Ingmar Bergman has a well deserved reputation as not only one of Sweden’s greatest directors, but one of the greatest directors period. He also has a reputation of being a “difficult” director whose films, especially the later ones, are artsy and bleak, characterized by dreamlike narratives and themes of existential doubt. While faith and mortality play an important role in The Virgin Spring, the film is unique among Bergman’s output, not only because it is one of his few films for which he did not write the screenplay.

The Virgin Spring is one of Bergman’s most straightforward films with a completely linear narrative taken from a 13th Century poem, no hallucinations or dream sequences, no playing with the viewer’s perception of reality, and no crisis of faith or characters plagued by doubt. The reason for the first three is that Bergman clearly wanted the film to unfold like a fable, or a minstrel’s tale, which it does hauntingly and brilliantly. The reason for the last choice is simple, Bergman set the film in 13th Century Sweden, where a strong faith was taken for granted, and using that lack of doubt as a backdrop, Bergman explores naïveté, vengeance, sorrow, and contrition.

The religious nature of all the characters also makes the tragedy and horror of the story felt much more profoundly. Bergman frames the film with the same character kneeling down and leaning forward in prayer. The first time she is invoking Odin to punish another woman with whom she is angry. The second time is out of a feeling of guilt and horror, witnessing the results of the terrible tragedy that has occurred. The villains are also slightly more complex than simple menacing thugs. They are relieved when they realize their crime will not jeopardize the celebration of the Mass; the youngest of them becomes unable to eat because he is so disturbed by what he witnessed. While the film never suggests sympathizing with the criminals (nor does it need to), when it reverses their position from antagonists to victims, it is taken for granted that the next crime will be equally brutal.
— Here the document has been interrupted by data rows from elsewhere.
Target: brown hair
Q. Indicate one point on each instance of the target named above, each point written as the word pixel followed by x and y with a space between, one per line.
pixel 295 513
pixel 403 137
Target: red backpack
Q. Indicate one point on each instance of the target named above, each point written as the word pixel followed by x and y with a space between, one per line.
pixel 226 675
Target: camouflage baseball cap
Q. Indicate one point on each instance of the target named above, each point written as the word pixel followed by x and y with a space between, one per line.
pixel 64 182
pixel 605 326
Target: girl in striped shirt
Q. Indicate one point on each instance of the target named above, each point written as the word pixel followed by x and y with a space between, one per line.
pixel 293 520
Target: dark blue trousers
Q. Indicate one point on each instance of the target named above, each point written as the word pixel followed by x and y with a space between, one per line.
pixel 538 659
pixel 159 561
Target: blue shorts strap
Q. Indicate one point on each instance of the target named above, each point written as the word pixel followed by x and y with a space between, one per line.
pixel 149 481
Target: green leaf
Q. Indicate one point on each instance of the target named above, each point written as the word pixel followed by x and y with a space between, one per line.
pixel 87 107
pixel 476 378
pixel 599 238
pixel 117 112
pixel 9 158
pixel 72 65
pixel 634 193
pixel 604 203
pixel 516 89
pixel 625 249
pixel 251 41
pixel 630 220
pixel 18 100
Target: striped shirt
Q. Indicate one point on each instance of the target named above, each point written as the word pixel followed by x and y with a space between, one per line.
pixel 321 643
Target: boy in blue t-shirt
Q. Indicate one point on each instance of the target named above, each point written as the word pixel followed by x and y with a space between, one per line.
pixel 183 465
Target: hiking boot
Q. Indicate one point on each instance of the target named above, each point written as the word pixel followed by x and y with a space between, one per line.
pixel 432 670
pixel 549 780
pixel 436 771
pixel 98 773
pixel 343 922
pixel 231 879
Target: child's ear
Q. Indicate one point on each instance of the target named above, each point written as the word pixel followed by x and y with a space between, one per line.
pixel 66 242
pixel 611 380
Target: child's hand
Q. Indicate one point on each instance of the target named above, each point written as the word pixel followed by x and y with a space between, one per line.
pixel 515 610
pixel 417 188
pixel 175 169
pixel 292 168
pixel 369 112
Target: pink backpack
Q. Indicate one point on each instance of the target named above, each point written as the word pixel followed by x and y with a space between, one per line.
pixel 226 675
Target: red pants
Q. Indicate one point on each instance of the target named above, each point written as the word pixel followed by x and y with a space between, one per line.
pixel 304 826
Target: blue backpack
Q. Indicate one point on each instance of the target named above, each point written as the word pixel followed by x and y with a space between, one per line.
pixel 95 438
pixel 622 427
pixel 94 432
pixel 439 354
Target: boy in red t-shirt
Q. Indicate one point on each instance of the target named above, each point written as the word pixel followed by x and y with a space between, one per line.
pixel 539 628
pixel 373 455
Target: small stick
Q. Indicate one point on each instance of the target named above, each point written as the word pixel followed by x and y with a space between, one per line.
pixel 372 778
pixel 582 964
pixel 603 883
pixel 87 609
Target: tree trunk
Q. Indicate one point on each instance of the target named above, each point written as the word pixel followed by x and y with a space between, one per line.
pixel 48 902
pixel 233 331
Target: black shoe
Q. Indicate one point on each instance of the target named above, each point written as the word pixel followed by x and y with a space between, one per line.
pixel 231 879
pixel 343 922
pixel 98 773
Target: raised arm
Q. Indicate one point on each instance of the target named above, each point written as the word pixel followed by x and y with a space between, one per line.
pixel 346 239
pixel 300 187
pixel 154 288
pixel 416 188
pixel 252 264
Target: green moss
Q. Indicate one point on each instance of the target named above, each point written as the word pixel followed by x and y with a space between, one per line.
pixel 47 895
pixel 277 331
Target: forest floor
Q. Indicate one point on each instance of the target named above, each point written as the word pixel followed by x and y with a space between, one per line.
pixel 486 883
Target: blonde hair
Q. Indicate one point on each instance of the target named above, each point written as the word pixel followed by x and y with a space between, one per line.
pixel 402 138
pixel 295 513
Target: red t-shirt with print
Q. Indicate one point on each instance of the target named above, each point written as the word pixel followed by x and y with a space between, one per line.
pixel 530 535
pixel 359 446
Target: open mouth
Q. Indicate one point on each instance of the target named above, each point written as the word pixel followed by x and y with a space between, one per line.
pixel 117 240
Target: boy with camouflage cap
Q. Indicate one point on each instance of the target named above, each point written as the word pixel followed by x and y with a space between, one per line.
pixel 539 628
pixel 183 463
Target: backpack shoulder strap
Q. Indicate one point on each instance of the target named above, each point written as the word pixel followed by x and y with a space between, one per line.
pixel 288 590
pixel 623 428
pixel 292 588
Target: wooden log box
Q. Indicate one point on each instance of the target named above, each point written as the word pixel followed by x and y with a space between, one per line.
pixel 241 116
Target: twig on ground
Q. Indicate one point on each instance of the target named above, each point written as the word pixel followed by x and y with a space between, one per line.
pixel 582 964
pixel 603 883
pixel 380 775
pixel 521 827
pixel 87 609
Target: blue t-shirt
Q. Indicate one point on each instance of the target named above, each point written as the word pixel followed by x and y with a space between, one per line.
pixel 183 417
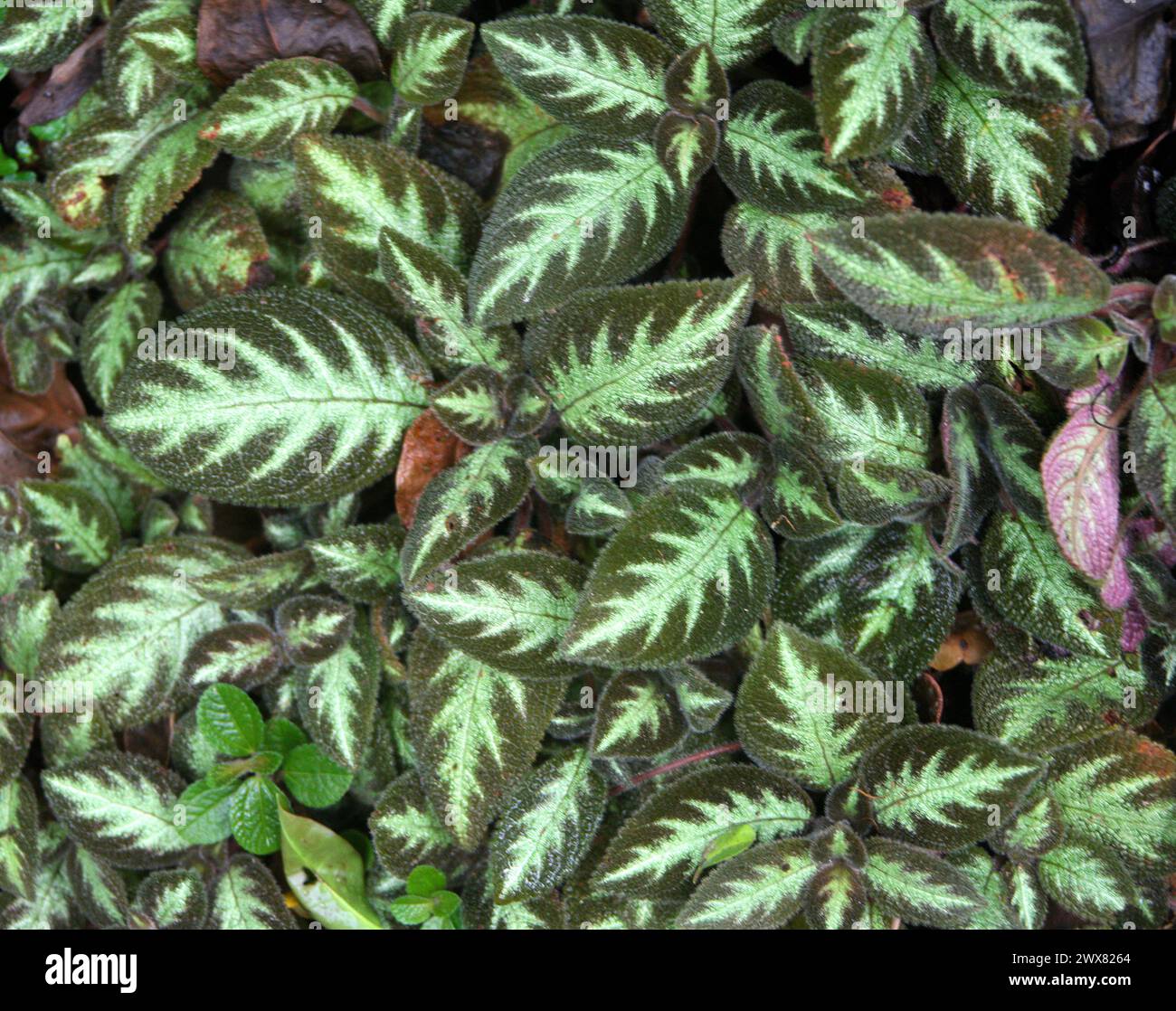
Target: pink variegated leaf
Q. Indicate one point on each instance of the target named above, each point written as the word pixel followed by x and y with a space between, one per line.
pixel 1080 474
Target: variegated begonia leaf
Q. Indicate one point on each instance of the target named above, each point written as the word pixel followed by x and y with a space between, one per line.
pixel 773 248
pixel 430 57
pixel 110 333
pixel 1152 439
pixel 929 273
pixel 739 461
pixel 759 890
pixel 434 290
pixel 406 830
pixel 320 391
pixel 261 114
pixel 662 845
pixel 814 586
pixel 120 808
pixel 126 633
pixel 576 216
pixel 245 654
pixel 1118 791
pixel 673 341
pixel 77 530
pixel 545 827
pixel 734 30
pixel 773 156
pixel 1014 446
pixel 686 147
pixel 636 717
pixel 218 248
pixel 920 886
pixel 1007 156
pixel 258 582
pixel 470 406
pixel 510 609
pixel 1080 473
pixel 591 73
pixel 352 188
pixel 475 732
pixel 810 710
pixel 685 577
pixel 360 562
pixel 871 71
pixel 1036 589
pixel 463 502
pixel 944 787
pixel 34 36
pixel 1016 46
pixel 246 897
pixel 695 82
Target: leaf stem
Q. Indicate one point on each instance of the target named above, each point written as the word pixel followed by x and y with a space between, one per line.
pixel 678 763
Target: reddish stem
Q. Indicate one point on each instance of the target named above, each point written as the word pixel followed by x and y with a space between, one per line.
pixel 678 763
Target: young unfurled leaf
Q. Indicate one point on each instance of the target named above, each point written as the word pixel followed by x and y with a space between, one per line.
pixel 465 501
pixel 337 698
pixel 110 333
pixel 361 562
pixel 545 827
pixel 636 717
pixel 353 188
pixel 759 890
pixel 685 577
pixel 1008 156
pixel 320 392
pixel 475 732
pixel 404 829
pixel 470 406
pixel 246 897
pixel 434 290
pixel 77 530
pixel 1152 436
pixel 509 609
pixel 128 631
pixel 810 710
pixel 119 807
pixel 871 71
pixel 920 886
pixel 216 250
pixel 673 341
pixel 1080 474
pixel 773 156
pixel 575 218
pixel 1027 47
pixel 775 250
pixel 939 784
pixel 686 147
pixel 734 30
pixel 261 114
pixel 928 273
pixel 326 874
pixel 661 845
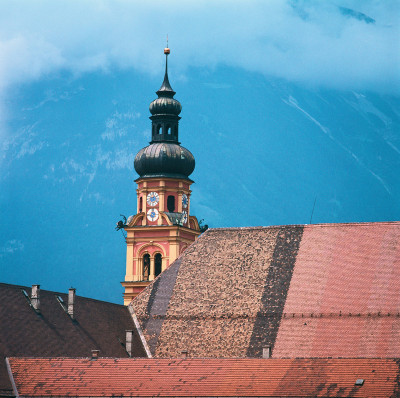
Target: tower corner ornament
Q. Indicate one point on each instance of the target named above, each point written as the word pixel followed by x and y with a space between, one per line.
pixel 163 226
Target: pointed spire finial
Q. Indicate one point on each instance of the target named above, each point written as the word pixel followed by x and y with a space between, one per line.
pixel 166 89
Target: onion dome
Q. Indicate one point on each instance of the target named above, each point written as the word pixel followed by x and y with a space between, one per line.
pixel 164 157
pixel 165 105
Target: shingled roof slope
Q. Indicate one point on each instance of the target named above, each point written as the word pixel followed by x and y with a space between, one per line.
pixel 97 325
pixel 205 377
pixel 328 290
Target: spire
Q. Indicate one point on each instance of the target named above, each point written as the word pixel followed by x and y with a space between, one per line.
pixel 166 89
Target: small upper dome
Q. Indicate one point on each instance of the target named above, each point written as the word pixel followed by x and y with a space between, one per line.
pixel 164 159
pixel 165 105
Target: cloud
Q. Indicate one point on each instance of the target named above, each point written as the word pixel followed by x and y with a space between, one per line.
pixel 117 125
pixel 11 247
pixel 343 44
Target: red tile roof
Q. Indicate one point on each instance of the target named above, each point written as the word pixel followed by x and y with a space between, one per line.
pixel 328 290
pixel 52 333
pixel 344 293
pixel 46 377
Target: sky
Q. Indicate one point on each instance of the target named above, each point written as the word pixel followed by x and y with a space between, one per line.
pixel 291 109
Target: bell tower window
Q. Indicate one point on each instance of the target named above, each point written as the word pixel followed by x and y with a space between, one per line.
pixel 146 267
pixel 171 203
pixel 157 264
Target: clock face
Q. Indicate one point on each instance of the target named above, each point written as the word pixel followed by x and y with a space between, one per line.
pixel 152 198
pixel 185 201
pixel 152 214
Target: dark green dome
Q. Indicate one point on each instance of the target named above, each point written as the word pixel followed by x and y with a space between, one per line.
pixel 165 105
pixel 164 157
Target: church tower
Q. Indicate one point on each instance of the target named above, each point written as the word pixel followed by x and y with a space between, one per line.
pixel 163 226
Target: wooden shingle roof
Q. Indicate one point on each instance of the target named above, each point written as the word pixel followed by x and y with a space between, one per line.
pixel 97 325
pixel 328 290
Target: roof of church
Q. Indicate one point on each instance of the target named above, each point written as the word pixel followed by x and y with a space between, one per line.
pixel 206 377
pixel 327 290
pixel 24 332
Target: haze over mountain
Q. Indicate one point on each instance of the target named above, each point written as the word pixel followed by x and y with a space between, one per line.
pixel 298 102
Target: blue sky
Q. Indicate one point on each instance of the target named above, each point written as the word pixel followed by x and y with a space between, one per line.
pixel 284 103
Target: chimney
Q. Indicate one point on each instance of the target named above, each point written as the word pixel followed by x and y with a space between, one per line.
pixel 95 354
pixel 71 302
pixel 267 352
pixel 35 297
pixel 128 344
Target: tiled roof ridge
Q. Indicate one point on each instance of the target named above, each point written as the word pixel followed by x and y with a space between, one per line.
pixel 344 224
pixel 57 293
pixel 305 315
pixel 180 359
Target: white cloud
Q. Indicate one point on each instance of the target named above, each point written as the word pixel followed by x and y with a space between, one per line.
pixel 312 42
pixel 11 246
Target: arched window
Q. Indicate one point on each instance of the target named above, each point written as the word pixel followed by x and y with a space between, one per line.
pixel 146 267
pixel 171 203
pixel 157 264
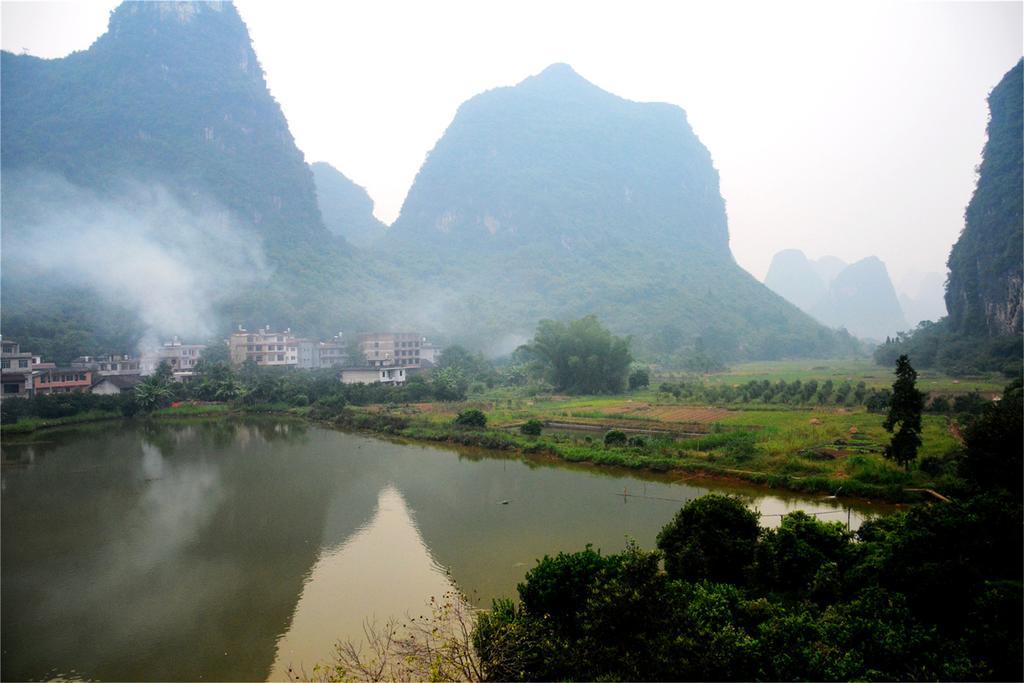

To reinforce the comparison, both crimes end with a senseless death. Under Bergman’s meticulous pacing, the reversal occurs just after the halfway mark, which was when the first crime occurred and set the stage for the second.

Birgitta Pettersson perfectly captures the correct balance of mischievous, naive, and compassionate as the titular virgin Karin. As her father and lord of a large castle, Max von Sydow is fittingly stoic and authoritative. The scenes where he breaks down are shot with him facing away from the camera, as if he does not want anyone to see him broken and unsure. Even with his back to the camera, von Sydow powerfully conveys the sorrow he is suffering.

This was only second film Bergman shot with his frequent collaborator, cinematographer Sven Nykvist, the first being Sawdust and Tinsel seven years earlier. The Swedish countryside looks absolutely stunning, and the stark black and white camera work is as haunting, chilling, and poetic as the tale it tells.


Content Advisory: Depiction of rape, several murders, and shadowy nudity – nothing particularly graphic                        Not rated.